天槍のユニカ



不協和音(7)

 内心で怯みながらもユニカは目を逸らさなかった。
「そのつもりでいて下さるのは陛下や殿下だけだと、エルツェ公爵やヘルミーネ様は仰っていました」
「君がそれを納得していないなら、その言葉は盾にはならないよ」
「……」
 交わった視線の間でユニカの立場のいびつさが浮き彫りになる。
 ディルクや王がどう主張しようと、公の身分を持ったユニカは特別だ。王家から出ることが決まっていようともユニカの存在が消えるわけではないし、これからも王家との関わりがあることは明らかだ。
 おまけにこうして宴に出ていれば、ユニカは正真正銘の王族に違いなかった。

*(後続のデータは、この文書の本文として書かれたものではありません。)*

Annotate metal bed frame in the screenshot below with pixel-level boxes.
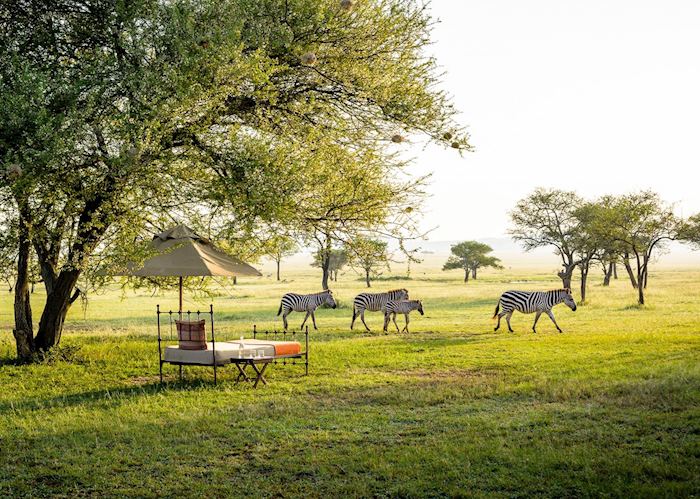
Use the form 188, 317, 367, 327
156, 305, 309, 388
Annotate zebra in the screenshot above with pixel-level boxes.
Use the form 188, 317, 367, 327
493, 288, 576, 333
384, 300, 425, 333
277, 289, 337, 331
350, 288, 408, 331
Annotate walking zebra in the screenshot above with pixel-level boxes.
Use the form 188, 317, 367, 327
384, 300, 425, 333
493, 288, 576, 333
350, 289, 408, 331
277, 289, 337, 331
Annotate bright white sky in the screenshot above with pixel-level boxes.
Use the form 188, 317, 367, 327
409, 0, 700, 240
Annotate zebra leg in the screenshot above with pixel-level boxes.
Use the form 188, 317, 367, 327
506, 310, 515, 333
360, 309, 371, 332
532, 310, 542, 333
299, 310, 311, 329
547, 310, 564, 333
493, 312, 508, 331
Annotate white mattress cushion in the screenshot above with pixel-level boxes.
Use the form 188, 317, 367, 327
163, 340, 275, 366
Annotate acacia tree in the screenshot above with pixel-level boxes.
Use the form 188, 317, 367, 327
678, 213, 700, 249
573, 202, 609, 303
349, 237, 391, 288
311, 248, 348, 289
0, 0, 470, 358
596, 191, 682, 305
509, 189, 583, 288
442, 241, 503, 283
266, 234, 299, 281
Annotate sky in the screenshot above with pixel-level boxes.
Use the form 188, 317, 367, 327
407, 0, 700, 241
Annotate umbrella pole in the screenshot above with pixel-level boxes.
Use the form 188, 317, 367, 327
179, 276, 182, 319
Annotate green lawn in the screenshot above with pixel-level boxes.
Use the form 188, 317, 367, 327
0, 265, 700, 497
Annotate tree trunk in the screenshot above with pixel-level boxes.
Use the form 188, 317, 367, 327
636, 255, 644, 305
622, 256, 638, 289
34, 269, 80, 351
12, 220, 35, 360
603, 262, 615, 286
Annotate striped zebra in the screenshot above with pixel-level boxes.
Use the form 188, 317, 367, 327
350, 289, 408, 331
384, 300, 425, 333
277, 289, 337, 331
493, 288, 576, 333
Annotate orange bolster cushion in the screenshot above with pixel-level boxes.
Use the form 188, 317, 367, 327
274, 341, 301, 355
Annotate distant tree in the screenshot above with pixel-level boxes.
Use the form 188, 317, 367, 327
596, 191, 683, 305
265, 234, 299, 281
509, 189, 583, 288
572, 202, 604, 303
0, 0, 470, 359
348, 237, 391, 288
442, 241, 503, 282
311, 247, 348, 289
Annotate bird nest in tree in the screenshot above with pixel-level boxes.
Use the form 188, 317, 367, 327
301, 52, 318, 66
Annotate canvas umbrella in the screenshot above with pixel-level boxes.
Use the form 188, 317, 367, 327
119, 225, 262, 313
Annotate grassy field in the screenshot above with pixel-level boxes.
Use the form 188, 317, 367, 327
0, 265, 700, 497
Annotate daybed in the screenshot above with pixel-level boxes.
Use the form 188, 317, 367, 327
157, 307, 309, 387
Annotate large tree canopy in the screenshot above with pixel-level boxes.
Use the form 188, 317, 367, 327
0, 0, 470, 358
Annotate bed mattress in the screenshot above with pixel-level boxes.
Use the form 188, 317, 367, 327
163, 339, 301, 366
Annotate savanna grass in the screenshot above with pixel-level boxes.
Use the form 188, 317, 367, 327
0, 265, 700, 497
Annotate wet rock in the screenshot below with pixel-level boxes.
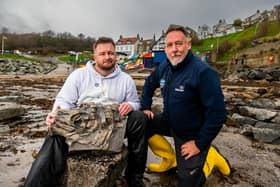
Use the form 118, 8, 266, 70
0, 125, 10, 135
0, 102, 25, 121
232, 113, 257, 126
250, 98, 276, 109
252, 127, 280, 143
62, 149, 127, 187
51, 103, 126, 152
239, 106, 277, 121
0, 96, 24, 103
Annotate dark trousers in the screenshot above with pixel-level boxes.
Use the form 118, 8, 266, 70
125, 111, 148, 181
24, 111, 148, 187
147, 114, 208, 187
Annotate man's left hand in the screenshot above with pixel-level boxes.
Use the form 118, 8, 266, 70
119, 102, 133, 116
181, 140, 200, 160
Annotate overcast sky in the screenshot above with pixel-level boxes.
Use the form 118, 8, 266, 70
0, 0, 280, 40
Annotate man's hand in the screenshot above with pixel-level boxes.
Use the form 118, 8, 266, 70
119, 102, 133, 116
181, 140, 200, 160
143, 110, 154, 119
46, 112, 55, 127
45, 105, 61, 127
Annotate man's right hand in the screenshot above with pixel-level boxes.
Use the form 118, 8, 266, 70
46, 112, 55, 127
143, 110, 154, 119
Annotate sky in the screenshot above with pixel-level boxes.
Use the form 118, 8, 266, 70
0, 0, 280, 40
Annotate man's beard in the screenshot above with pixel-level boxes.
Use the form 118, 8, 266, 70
97, 61, 115, 71
168, 53, 187, 66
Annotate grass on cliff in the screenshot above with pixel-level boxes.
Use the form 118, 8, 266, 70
0, 53, 36, 61
192, 21, 280, 60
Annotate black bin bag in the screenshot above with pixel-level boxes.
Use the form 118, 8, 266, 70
24, 135, 69, 187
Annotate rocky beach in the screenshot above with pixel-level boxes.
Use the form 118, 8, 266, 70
0, 60, 280, 187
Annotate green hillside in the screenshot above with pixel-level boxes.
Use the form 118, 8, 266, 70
192, 21, 280, 60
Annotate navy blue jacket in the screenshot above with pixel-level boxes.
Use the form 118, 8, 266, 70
141, 51, 226, 150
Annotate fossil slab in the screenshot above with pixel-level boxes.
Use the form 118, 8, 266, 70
51, 102, 127, 152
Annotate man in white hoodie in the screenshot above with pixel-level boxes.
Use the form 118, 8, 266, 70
25, 37, 148, 187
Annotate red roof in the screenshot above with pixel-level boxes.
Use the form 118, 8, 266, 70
117, 37, 137, 44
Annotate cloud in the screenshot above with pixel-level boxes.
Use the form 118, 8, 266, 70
0, 0, 279, 39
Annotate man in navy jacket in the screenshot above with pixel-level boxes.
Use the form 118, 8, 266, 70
141, 25, 226, 187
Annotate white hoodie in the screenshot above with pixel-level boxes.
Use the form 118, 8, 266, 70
53, 61, 140, 112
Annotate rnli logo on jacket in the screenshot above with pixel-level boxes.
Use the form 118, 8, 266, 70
175, 85, 185, 92
159, 79, 165, 88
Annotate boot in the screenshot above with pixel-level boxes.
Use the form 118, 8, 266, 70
147, 134, 177, 172
203, 145, 231, 178
148, 134, 231, 178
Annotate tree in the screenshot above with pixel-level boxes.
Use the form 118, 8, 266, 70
78, 33, 85, 40
233, 19, 242, 27
1, 27, 9, 34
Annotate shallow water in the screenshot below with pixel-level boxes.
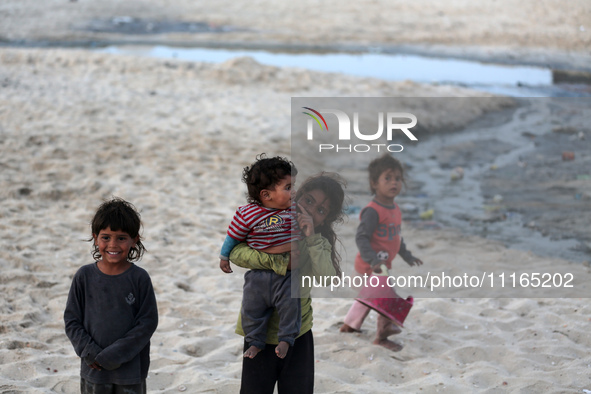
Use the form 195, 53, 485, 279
98, 46, 591, 262
97, 46, 580, 97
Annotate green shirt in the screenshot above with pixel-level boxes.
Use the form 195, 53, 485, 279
230, 234, 336, 345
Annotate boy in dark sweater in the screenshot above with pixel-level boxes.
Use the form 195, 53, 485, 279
64, 199, 158, 394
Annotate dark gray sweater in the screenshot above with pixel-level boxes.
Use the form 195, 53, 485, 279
64, 263, 158, 385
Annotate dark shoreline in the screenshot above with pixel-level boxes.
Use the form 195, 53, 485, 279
0, 38, 591, 75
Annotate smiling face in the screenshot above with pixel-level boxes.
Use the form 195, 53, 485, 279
371, 168, 402, 205
93, 227, 139, 267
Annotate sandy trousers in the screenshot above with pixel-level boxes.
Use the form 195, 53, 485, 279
345, 301, 394, 340
241, 270, 302, 349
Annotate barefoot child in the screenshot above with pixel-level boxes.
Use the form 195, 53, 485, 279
230, 173, 345, 394
64, 199, 158, 394
220, 154, 301, 358
340, 154, 423, 351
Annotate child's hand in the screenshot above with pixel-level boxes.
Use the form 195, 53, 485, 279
297, 204, 314, 237
220, 259, 232, 274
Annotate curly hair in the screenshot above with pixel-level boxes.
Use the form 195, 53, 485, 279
89, 197, 146, 262
367, 153, 406, 194
242, 153, 298, 204
296, 172, 347, 275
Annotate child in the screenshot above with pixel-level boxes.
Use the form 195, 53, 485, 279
64, 198, 158, 394
230, 173, 345, 394
340, 154, 423, 351
220, 154, 301, 358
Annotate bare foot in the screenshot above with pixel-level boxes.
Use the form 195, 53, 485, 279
339, 323, 361, 332
384, 323, 402, 337
275, 341, 289, 358
373, 338, 402, 352
244, 346, 261, 358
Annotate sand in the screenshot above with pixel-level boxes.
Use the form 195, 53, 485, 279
0, 0, 591, 393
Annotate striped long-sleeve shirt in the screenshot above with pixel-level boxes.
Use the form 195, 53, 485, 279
228, 204, 299, 250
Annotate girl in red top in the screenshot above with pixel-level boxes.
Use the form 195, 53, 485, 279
340, 154, 423, 351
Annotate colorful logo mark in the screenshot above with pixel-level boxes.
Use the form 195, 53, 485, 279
265, 215, 285, 227
302, 107, 328, 131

だからトルイユ王の使者が声をかけてきたりするのだ。
「君から離れたのは間違いだったな」
 数秒の重たい沈黙を破り、ディルクが呟た。
 そしてユニカが後じされないのを承知で身体を乗り出してくる。
 近すぎるところにディルクの吐息を感じ、ユニカは慌てて顔を逸らした。
「何をなさるのですか」
 慌てて相手の胸を押し返すがびくともしない。どころかその手を両方とも掴まれる。驚いたが、ユニカは決してディルクを見ようとはしなかった。彼が何をしようとしているかなんて聞くまでもない。ユニカはこの距離を知っている。
 けれど今は扇子がなかった。盾になるものがなかった。そしてディルクは初めから間合いに踏み込んできていた。
 否応なく高まる緊張で、胸が苦しい。
「私は殿下の恋人でも愛人でもないと言ったわ」
 それはこの先、永遠に通用する真実だった。ユニカの未来はディルクの隣に繋がったりしない。絶対に。花を贈られたって、一緒に踊ることがあったって、それは彼が王太子として伴侶を見つけるまでのこと。だから近づかないでと言っているのに。

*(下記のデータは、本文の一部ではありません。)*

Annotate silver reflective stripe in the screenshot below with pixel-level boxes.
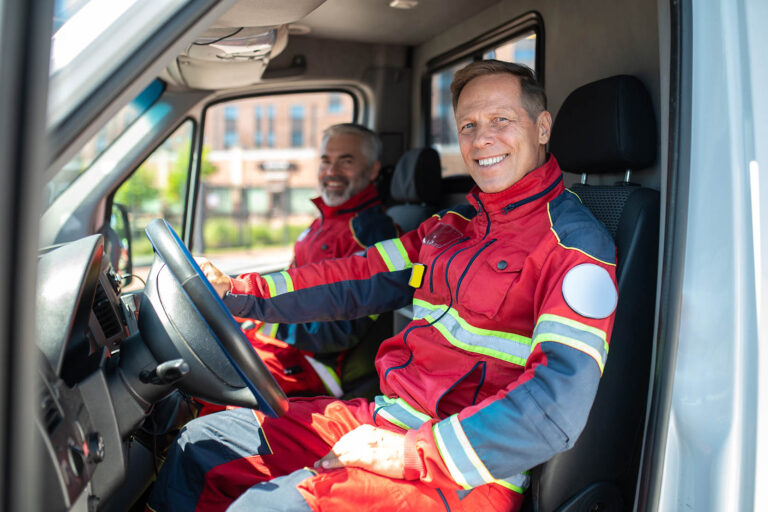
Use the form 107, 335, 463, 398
373, 395, 430, 430
413, 299, 531, 366
304, 356, 344, 398
531, 314, 608, 372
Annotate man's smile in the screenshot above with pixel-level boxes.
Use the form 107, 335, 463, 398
475, 153, 509, 167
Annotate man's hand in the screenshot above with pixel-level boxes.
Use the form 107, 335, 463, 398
195, 257, 232, 298
315, 425, 405, 478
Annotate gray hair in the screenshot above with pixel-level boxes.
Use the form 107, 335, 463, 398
323, 123, 381, 167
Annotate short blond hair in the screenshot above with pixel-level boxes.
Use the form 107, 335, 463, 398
451, 59, 547, 122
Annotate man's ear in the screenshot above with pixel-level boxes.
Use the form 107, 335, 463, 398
368, 160, 381, 182
536, 110, 552, 144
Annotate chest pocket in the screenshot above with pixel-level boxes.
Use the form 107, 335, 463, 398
459, 250, 525, 318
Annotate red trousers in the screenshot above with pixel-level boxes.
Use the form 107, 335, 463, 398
149, 397, 523, 512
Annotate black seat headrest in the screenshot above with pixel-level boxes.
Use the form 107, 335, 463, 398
549, 75, 657, 173
389, 148, 441, 204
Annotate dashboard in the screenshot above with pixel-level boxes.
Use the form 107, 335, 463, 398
36, 235, 137, 511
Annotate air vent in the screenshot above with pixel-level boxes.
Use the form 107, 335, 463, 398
40, 387, 62, 436
93, 283, 122, 339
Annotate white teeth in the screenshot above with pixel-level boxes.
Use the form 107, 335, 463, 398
477, 155, 507, 166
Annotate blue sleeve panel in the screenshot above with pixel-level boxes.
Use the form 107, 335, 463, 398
224, 268, 414, 324
435, 204, 477, 219
351, 208, 399, 247
549, 189, 616, 265
461, 342, 600, 478
275, 316, 373, 354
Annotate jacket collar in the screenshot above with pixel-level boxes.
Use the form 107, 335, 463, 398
312, 183, 381, 219
467, 154, 564, 221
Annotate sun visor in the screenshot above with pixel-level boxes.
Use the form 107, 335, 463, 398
211, 0, 325, 28
163, 25, 288, 90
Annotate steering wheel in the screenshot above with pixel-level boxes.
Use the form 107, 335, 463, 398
142, 219, 288, 417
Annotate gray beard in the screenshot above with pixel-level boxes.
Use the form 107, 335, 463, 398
320, 179, 369, 206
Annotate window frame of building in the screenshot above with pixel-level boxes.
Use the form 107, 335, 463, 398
421, 11, 544, 176
289, 104, 307, 148
108, 116, 199, 290
222, 105, 240, 149
253, 105, 264, 148
187, 89, 362, 273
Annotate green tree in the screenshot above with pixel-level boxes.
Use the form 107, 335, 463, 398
115, 163, 159, 211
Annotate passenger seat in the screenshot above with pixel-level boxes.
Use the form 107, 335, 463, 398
387, 148, 440, 233
527, 75, 659, 512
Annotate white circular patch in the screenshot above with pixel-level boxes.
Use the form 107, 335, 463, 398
563, 263, 619, 318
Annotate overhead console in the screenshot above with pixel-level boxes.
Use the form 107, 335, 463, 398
161, 0, 325, 90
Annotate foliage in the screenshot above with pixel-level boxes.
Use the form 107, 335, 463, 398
203, 217, 306, 251
115, 166, 160, 212
164, 141, 216, 204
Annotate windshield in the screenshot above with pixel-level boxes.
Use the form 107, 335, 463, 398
44, 80, 165, 208
48, 0, 188, 126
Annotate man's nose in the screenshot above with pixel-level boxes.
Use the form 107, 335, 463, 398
472, 125, 494, 148
320, 161, 341, 176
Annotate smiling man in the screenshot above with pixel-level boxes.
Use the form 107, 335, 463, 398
213, 123, 398, 402
150, 61, 617, 512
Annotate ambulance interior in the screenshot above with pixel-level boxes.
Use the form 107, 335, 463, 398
37, 0, 700, 511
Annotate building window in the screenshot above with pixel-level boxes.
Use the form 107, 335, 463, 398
328, 92, 344, 114
224, 105, 240, 149
483, 32, 536, 70
291, 105, 305, 148
428, 26, 536, 176
253, 105, 264, 148
267, 105, 275, 148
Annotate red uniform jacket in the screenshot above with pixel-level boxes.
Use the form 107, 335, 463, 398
225, 156, 617, 491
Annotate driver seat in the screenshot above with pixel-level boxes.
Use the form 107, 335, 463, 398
528, 75, 659, 512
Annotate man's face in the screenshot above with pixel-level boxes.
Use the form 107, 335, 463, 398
456, 73, 552, 193
318, 133, 380, 206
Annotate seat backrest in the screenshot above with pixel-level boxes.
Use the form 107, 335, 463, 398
531, 75, 659, 512
387, 148, 440, 233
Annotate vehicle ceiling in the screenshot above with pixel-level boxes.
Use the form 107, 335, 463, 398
220, 0, 498, 45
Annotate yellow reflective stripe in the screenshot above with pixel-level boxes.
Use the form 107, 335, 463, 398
261, 274, 277, 297
374, 238, 412, 272
531, 314, 608, 374
413, 299, 531, 366
259, 323, 280, 338
493, 479, 528, 494
539, 313, 608, 344
533, 333, 605, 374
432, 423, 472, 489
262, 271, 293, 297
280, 271, 293, 292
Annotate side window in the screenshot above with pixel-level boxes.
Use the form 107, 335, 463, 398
428, 30, 536, 177
110, 121, 194, 290
192, 91, 355, 274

 喉が裂けるような思いでそう吐き捨てたユニカの耳朶を、生暖かいものが撫でる。怒りと羞恥で熱くなった耳たぶに触れられているのに、なお温かいと感じるもの。
 ディルクの唇だった。それは耳朶の縁をなぞるように上から降りてきて、ユニカの今日のドレスに合わせてしつらえた真珠と金のイヤリングまでたどり着いた。金具に歯を立てられる硬い音が鼓膜を震わし、ユニカは息を呑んで悲鳴を堪える。
 夜会に出るとき、髪を結われるのが嫌だ。宝石がついた櫛やたくさんのピンを挿されるのも嫌いだし、頭に色々着いていると気になって落ち着かない。うなじは晒したくないと言って長い髪を背中に垂らす髪型を許して貰ってはいたが、今はまるでディルクに差し出すように横顔が露わになっていることがたまらなかった。

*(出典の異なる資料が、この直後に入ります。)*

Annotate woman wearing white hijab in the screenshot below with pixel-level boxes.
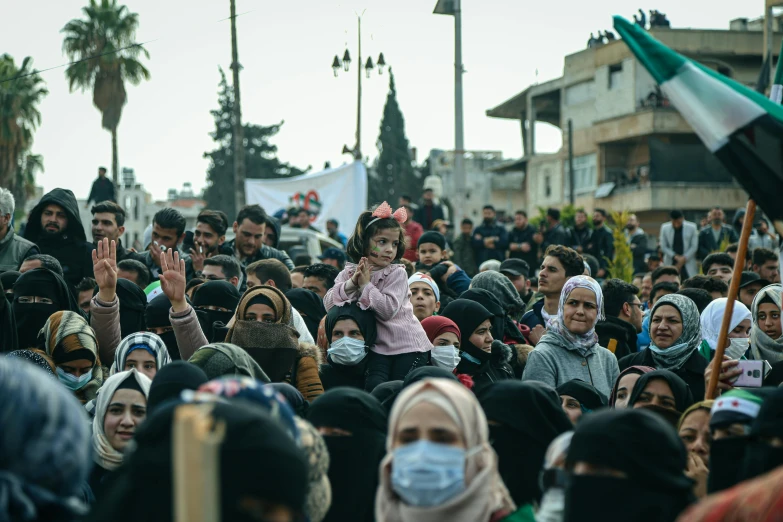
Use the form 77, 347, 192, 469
89, 369, 152, 500
522, 276, 620, 403
699, 297, 751, 361
748, 284, 783, 364
375, 379, 520, 522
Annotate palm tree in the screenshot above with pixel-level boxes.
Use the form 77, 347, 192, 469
0, 54, 49, 190
62, 0, 150, 185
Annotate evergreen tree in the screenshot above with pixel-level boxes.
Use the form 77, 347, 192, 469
367, 69, 423, 206
204, 68, 310, 219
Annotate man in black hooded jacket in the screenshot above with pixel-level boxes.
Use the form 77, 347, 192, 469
24, 188, 93, 288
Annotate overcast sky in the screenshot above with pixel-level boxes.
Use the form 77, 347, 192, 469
0, 0, 763, 198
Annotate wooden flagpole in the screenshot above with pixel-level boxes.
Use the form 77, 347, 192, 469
172, 404, 226, 522
704, 199, 756, 399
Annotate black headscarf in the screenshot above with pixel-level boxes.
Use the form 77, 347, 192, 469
87, 399, 308, 522
440, 298, 494, 362
0, 279, 18, 353
144, 294, 181, 361
742, 388, 783, 480
117, 278, 147, 339
147, 361, 209, 414
324, 303, 378, 347
478, 380, 573, 506
557, 379, 606, 410
460, 288, 506, 341
0, 270, 22, 303
564, 409, 693, 522
13, 268, 84, 350
193, 281, 242, 342
285, 288, 326, 339
628, 370, 695, 413
307, 388, 387, 522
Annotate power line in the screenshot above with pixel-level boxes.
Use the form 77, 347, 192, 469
0, 9, 255, 84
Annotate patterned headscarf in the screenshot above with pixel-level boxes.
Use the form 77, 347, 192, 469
750, 283, 783, 364
0, 356, 90, 520
109, 332, 171, 375
198, 376, 299, 444
38, 310, 103, 403
650, 294, 701, 371
6, 350, 56, 376
92, 368, 152, 471
292, 414, 332, 522
548, 276, 605, 354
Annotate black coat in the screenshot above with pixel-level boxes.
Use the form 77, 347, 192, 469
618, 348, 707, 401
24, 188, 93, 287
595, 317, 636, 359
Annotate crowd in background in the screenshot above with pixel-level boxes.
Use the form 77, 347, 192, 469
0, 180, 783, 522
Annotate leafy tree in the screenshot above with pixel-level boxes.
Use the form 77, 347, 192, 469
204, 68, 310, 216
0, 54, 49, 195
367, 69, 424, 206
607, 210, 633, 283
61, 0, 150, 185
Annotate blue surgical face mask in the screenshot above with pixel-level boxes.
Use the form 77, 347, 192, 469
391, 440, 481, 507
56, 366, 92, 391
326, 337, 367, 366
430, 346, 460, 371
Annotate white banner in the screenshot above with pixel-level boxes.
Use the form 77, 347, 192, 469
245, 161, 367, 230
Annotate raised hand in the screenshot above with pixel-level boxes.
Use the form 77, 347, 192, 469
160, 246, 188, 312
92, 238, 117, 302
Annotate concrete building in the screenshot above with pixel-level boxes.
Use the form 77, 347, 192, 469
424, 149, 525, 219
487, 20, 781, 235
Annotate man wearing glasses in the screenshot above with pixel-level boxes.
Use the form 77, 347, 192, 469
595, 279, 642, 359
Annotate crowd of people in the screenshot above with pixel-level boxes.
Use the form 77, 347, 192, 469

 金の粒の飾りを揺らし、ディルクは先ほどのように耳と頬の境目に口づけてくる。
「だとしても、こうでもしないと俺の気が済まない」
 片方の腕を解放される代わりに、手套に包まれたディルクの手が頬に添えられた。その手に無理矢理導かれるよりも先にと、ユニカは意を決して正面からディルクを睨めつける。